Author: Stephenie Meyer
Rating: 3 of 5
Little, Brown Books for Young Readers / June 5, 2010 / Hardcover
All Bree knows is that living with her fellow newborns has few certainties and even fewer rules: wIatch your back, don't draw attention to yourself and, above all, make it home by sunrise or die. What she doesn't know: her time as an immortal is quickly running out.
It's been a long time since I read anything by Stephenie Meyer so when I saw The Short Second Life of Bree Tanner at the bookstore I thought I should check it out. To be honest, I was not sure how this book was going to turn out but am still glad that I gave it a chance.
After reading the Twilight saga and living inside Bella's head, it was refreshing to be thrown into the same world but from a different perspective. Bree Tanner is a character unlike the many others who have graced the pages of Meyer's novels. Instead of growing up in a pretty sheltered life like Bella, Bree went from an abusive home to the streets all before the age of 16. Living as a runaway teen put Bree into a vulnerable position when Riley targeted her. When he approached her and offered to buy her a burger, Bree was only interested in the prospect of eating. In her internal dialogue after the event, she reminisces about how she would have done Riley a "favour" if he had of demanded payment for the burger. It is this kind of view of the world that separates this book from the saga.
The one thing that I was not expecting in this book was the romantic reationship between Bree and Diego. Even though they were never officially together, and they barely had a chance to even try, the bond between them was a critical part of this book. In a time when they were both craving blood more than any kind of human affection, Bree and Diego saw something in each other. Of all of the newborn vampires under Riley's command though, it was Fred who I really found my self most intrigued with. While Bree and Fred were had a strictly platonic relationship, I was struck by how he felt responsible for her well being. Fred protected Bree and in turn probably kept her alive longer as a vampire than she might have been.
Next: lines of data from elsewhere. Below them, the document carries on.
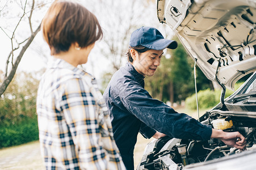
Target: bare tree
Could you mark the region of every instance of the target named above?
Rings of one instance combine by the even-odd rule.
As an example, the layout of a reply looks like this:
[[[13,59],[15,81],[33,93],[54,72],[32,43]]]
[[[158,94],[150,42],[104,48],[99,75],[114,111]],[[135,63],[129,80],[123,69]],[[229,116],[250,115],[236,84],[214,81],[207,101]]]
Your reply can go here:
[[[0,96],[5,91],[12,80],[25,52],[40,30],[41,19],[39,21],[38,18],[36,18],[32,20],[35,10],[41,9],[47,3],[49,2],[37,2],[36,4],[35,0],[16,1],[6,0],[1,2],[0,17],[6,18],[5,18],[6,24],[3,23],[0,25],[0,31],[2,31],[10,40],[11,50],[6,59],[3,80],[0,83]],[[18,16],[10,16],[9,11],[11,11]],[[13,22],[14,19],[15,22]],[[26,30],[30,30],[28,32],[24,31],[24,29],[21,28],[24,27],[26,24],[27,27]]]

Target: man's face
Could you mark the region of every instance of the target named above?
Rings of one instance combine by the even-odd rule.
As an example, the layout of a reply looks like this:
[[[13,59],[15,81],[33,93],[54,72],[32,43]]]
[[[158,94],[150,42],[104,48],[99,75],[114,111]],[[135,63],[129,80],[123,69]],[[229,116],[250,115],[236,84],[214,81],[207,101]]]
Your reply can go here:
[[[157,67],[160,65],[163,50],[150,49],[140,54],[137,51],[131,52],[133,57],[132,65],[137,71],[144,76],[154,75]]]

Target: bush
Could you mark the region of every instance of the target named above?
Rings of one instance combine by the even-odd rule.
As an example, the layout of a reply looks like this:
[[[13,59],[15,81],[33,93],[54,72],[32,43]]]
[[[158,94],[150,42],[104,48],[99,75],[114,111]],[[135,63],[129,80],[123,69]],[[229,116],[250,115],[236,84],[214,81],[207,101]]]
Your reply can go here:
[[[237,90],[243,82],[235,84],[234,89]],[[227,90],[225,97],[231,95],[234,92]],[[221,90],[212,91],[209,89],[201,90],[198,92],[198,106],[200,109],[207,109],[213,107],[220,102]],[[196,109],[196,100],[195,94],[187,97],[185,100],[186,107],[190,109]]]
[[[8,127],[0,127],[0,148],[39,139],[37,120],[28,120]]]

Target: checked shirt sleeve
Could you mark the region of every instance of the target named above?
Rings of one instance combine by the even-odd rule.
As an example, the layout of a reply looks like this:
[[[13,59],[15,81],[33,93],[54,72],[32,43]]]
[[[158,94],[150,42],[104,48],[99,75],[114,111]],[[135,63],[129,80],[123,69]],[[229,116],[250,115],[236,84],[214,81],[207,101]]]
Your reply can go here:
[[[65,82],[60,102],[81,169],[107,169],[106,152],[100,145],[95,101],[81,79]],[[63,139],[65,142],[65,138]]]

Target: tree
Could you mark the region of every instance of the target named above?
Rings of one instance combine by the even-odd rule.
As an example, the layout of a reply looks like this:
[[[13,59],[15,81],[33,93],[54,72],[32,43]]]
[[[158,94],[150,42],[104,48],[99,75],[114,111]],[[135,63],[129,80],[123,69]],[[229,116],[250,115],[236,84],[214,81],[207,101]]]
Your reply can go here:
[[[42,18],[33,19],[32,16],[35,12],[41,12],[45,5],[49,4],[49,1],[44,1],[43,3],[35,0],[1,2],[0,29],[9,39],[11,48],[6,59],[3,79],[0,84],[0,96],[12,80],[22,57],[40,29]]]

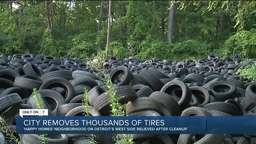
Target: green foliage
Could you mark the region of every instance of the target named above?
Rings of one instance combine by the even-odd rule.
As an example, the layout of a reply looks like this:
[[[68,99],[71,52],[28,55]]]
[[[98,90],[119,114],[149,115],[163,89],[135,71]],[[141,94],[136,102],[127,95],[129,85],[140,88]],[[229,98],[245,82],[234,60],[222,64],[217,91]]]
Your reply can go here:
[[[242,57],[256,57],[256,29],[238,31],[227,39],[224,45],[225,54],[238,54]]]
[[[256,61],[253,61],[251,65],[240,67],[235,75],[240,75],[250,81],[256,82]]]

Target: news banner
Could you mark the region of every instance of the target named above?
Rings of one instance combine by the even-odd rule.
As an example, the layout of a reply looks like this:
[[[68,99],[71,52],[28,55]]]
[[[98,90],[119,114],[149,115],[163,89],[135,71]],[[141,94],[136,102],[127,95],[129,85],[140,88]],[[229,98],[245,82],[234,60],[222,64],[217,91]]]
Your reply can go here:
[[[49,116],[20,109],[19,134],[255,134],[254,116]]]

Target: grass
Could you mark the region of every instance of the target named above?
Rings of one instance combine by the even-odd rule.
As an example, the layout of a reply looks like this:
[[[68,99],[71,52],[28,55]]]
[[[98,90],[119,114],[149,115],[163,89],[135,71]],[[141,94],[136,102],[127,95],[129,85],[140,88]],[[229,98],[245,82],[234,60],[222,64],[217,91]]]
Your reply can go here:
[[[12,141],[14,141],[16,143],[20,143],[20,140],[14,135],[14,133],[12,132],[9,128],[6,127],[7,124],[4,118],[0,119],[0,126],[1,128],[1,132],[5,136],[5,139],[9,139],[6,140],[7,142],[10,142],[11,143]]]
[[[89,95],[88,94],[88,90],[86,88],[84,89],[84,99],[82,101],[83,106],[85,107],[84,114],[85,116],[91,116],[89,110]],[[89,137],[91,142],[93,144],[97,143],[96,141],[96,136],[94,134],[91,134]]]
[[[40,100],[40,99],[39,98],[39,94],[38,92],[36,90],[36,88],[33,89],[33,92],[34,94],[35,94],[35,96],[36,99],[37,101],[37,108],[38,109],[43,109],[43,106],[42,105],[42,102]],[[39,138],[39,143],[41,144],[47,144],[48,143],[48,141],[46,140],[45,138],[48,135],[47,134],[39,134],[40,138]]]

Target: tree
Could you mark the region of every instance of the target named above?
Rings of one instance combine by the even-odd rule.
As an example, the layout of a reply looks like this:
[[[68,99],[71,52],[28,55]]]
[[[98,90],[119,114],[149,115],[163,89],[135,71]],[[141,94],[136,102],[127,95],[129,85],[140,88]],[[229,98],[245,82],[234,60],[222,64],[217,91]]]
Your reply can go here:
[[[168,43],[172,42],[172,34],[173,33],[173,23],[175,17],[176,4],[171,1],[169,1],[169,6],[171,7],[168,17],[168,29],[167,32],[167,42]]]

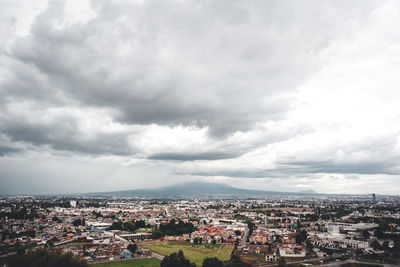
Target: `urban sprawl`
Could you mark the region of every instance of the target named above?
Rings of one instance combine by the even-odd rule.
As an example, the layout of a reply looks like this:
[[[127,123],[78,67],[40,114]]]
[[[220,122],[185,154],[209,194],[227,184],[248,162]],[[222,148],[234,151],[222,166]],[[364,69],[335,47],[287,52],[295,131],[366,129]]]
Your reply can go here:
[[[398,197],[374,194],[182,200],[2,197],[0,257],[43,248],[98,264],[161,261],[182,250],[197,266],[213,257],[253,266],[396,265],[399,204]]]

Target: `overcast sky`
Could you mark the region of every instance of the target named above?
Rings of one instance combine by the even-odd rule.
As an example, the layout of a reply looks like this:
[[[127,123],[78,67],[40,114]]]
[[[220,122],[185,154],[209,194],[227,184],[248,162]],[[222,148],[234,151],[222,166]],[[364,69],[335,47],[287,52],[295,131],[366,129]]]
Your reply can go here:
[[[400,193],[399,1],[0,2],[0,193]]]

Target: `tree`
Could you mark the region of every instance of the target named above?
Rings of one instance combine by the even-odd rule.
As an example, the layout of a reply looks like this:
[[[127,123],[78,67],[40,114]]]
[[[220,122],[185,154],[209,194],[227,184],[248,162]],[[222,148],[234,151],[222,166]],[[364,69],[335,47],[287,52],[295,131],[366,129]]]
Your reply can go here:
[[[218,258],[205,258],[202,267],[222,267],[222,261]]]
[[[49,252],[36,249],[27,254],[11,256],[7,259],[8,267],[89,267],[89,265],[72,255],[72,253]]]
[[[133,232],[136,230],[136,225],[133,222],[127,222],[124,226],[128,231]]]
[[[278,261],[278,267],[285,267],[285,266],[286,266],[285,259],[280,257]]]
[[[196,264],[191,263],[188,259],[183,255],[182,250],[179,250],[178,253],[174,252],[169,256],[165,256],[161,261],[161,267],[196,267]]]
[[[136,251],[137,251],[137,249],[138,249],[138,247],[137,247],[136,244],[129,244],[128,247],[127,247],[127,249],[128,249],[132,254],[135,254]]]

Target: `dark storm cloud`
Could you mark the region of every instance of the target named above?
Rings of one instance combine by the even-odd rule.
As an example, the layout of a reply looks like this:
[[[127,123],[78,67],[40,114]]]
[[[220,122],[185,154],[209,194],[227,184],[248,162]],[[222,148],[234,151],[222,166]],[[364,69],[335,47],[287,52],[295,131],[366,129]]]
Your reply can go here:
[[[238,154],[228,154],[226,152],[203,152],[203,153],[159,153],[148,157],[152,160],[172,160],[172,161],[194,161],[194,160],[218,160],[238,157]]]
[[[51,2],[9,55],[34,66],[41,83],[31,75],[21,84],[17,72],[8,97],[66,97],[111,108],[124,123],[196,124],[214,136],[249,130],[283,118],[291,106],[283,93],[318,67],[333,38],[346,36],[346,21],[368,11],[314,4],[103,1],[89,21],[63,24],[63,4]]]
[[[400,174],[395,2],[5,1],[0,187]]]
[[[50,113],[50,111],[49,111]],[[34,117],[34,114],[32,114]],[[124,133],[85,133],[78,119],[68,115],[56,116],[53,120],[41,121],[0,117],[0,131],[11,143],[26,143],[94,155],[132,155],[134,149],[127,143]]]
[[[20,151],[19,149],[14,147],[0,145],[0,157],[3,157],[8,154],[13,154],[19,151]]]

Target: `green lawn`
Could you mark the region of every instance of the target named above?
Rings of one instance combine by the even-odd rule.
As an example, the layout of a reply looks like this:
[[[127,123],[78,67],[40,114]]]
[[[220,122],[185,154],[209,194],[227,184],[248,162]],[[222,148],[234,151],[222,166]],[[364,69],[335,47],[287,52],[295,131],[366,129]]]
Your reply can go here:
[[[185,257],[191,262],[196,263],[197,266],[201,266],[205,258],[217,257],[222,261],[229,260],[234,248],[233,245],[202,244],[196,246],[191,243],[182,242],[159,242],[144,244],[143,247],[164,256],[182,250]]]
[[[160,267],[161,261],[156,258],[115,261],[94,264],[95,267]]]

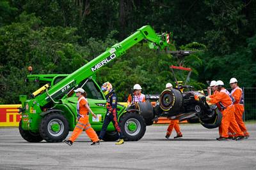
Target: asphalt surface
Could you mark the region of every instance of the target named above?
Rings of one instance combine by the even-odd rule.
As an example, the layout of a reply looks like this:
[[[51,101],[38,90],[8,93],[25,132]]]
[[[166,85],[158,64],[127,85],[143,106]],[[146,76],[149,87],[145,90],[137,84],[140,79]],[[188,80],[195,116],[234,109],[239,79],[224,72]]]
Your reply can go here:
[[[251,136],[241,141],[218,141],[217,129],[200,125],[181,125],[183,138],[166,139],[163,125],[147,127],[139,141],[93,146],[85,133],[69,146],[29,143],[18,129],[0,129],[0,169],[256,169],[256,124],[247,127]]]

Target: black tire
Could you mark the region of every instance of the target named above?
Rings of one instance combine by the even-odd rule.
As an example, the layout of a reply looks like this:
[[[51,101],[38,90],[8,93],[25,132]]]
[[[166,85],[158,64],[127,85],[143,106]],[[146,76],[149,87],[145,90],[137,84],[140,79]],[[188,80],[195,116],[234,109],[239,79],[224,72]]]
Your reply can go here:
[[[97,131],[97,134],[100,135],[100,131]],[[116,131],[107,131],[102,139],[104,141],[115,141],[118,139],[118,134]]]
[[[22,120],[19,124],[19,131],[23,139],[28,142],[37,143],[43,140],[39,133],[32,132],[30,131],[24,131],[22,127]]]
[[[150,102],[139,103],[140,115],[143,117],[146,125],[153,124],[154,118],[154,108]]]
[[[134,131],[129,129],[129,125],[136,124]],[[136,141],[143,137],[146,132],[146,123],[144,118],[138,113],[127,112],[122,115],[119,124],[124,134],[124,139],[127,141]]]
[[[198,117],[193,117],[187,119],[187,121],[189,124],[198,124],[199,123],[199,118]]]
[[[50,129],[50,125],[52,124],[59,125],[60,130],[54,132],[52,128]],[[68,134],[68,122],[65,117],[60,113],[49,113],[46,115],[42,120],[39,130],[41,136],[47,142],[61,142]]]
[[[182,94],[177,89],[166,89],[159,97],[160,108],[169,113],[177,113],[182,106]]]

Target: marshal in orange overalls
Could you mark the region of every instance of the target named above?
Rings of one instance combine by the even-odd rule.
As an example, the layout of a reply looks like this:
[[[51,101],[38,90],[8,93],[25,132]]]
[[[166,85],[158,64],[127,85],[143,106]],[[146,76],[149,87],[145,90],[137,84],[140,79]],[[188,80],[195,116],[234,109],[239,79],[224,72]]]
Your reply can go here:
[[[179,120],[171,120],[170,125],[167,129],[166,136],[171,136],[172,131],[175,129],[177,136],[182,136],[182,134],[180,132],[180,125],[179,125]]]
[[[219,103],[221,107],[222,120],[219,127],[220,136],[228,138],[228,127],[231,127],[237,136],[244,136],[241,131],[235,118],[235,106],[232,103],[229,92],[224,88],[221,88],[220,92],[211,98],[210,103],[212,104]]]
[[[243,90],[237,87],[232,90],[231,94],[235,99],[234,104],[235,105],[236,109],[236,120],[244,135],[248,136],[249,133],[247,132],[246,127],[245,126],[244,122],[243,121],[243,113],[244,111]]]
[[[83,98],[82,98],[83,97]],[[91,124],[89,122],[89,111],[85,107],[85,104],[88,103],[86,99],[84,97],[81,96],[78,98],[77,107],[79,106],[79,113],[81,115],[80,118],[78,120],[77,124],[76,125],[75,129],[69,138],[72,142],[74,142],[82,132],[83,130],[87,134],[88,137],[91,139],[93,142],[97,142],[99,139],[95,131],[91,127]]]

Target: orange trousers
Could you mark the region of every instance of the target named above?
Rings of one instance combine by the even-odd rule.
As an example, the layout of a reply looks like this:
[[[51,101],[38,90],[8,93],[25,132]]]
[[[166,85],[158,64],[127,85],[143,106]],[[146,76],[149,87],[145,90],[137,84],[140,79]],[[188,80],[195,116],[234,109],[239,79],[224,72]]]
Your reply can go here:
[[[221,124],[219,127],[220,136],[228,138],[228,129],[230,127],[234,130],[236,134],[238,136],[244,136],[241,131],[235,118],[235,106],[234,105],[227,107],[222,113]]]
[[[239,126],[241,131],[245,134],[249,135],[249,133],[247,132],[246,127],[245,126],[244,122],[243,120],[243,113],[244,111],[244,108],[243,105],[237,104],[235,104],[235,117],[236,122],[237,122],[238,125]]]
[[[172,130],[175,129],[177,134],[181,135],[180,126],[179,125],[179,120],[171,120],[170,125],[167,129],[166,134],[171,135]]]
[[[93,142],[99,141],[98,136],[95,131],[94,131],[93,129],[91,127],[91,124],[89,122],[89,117],[87,115],[84,116],[84,117],[80,118],[76,125],[75,129],[74,129],[74,131],[69,138],[69,140],[74,142],[84,129],[88,136]]]

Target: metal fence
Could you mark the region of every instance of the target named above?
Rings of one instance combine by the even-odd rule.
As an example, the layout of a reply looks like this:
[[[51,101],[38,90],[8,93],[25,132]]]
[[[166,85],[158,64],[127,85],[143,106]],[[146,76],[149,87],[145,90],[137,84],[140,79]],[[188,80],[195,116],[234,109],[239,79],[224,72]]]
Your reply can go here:
[[[244,97],[244,120],[256,120],[256,87],[242,87]],[[231,92],[231,89],[228,89]]]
This was my first experience with a novella and as such I was not accustomed to the pace. The Short Second Life of Bree Tanner moved quite slow and as such did not always hold my attention. The amount of time spent hunting, and biding time in the basement of yet another house, seemed to be too repetitive in nature for such a short piece of work. Additionally, the knowledge of Bree's fate was never far from my mind while reading which did not make it easy to reach the end. Despite this though it was nice to hear Bree's thoughts when she cam across the Cullens at the end of the book. The way that she saw them brought to light the true rarity of their coven.
For fans of the Twilight saga I suggest that you read this book even if it is only to gain a different perspective about the events in Eclipse. It is not a remarkable read, but it also isn't terrible either. I must say though that reading this alternative perspective made me wish that Midnight Sun was actually a reality. I still think that if Meyer truly values the fandom that surrounds these books she should eventually release Edward's version of Twilight so that fans can devour it like they did the rest of the series.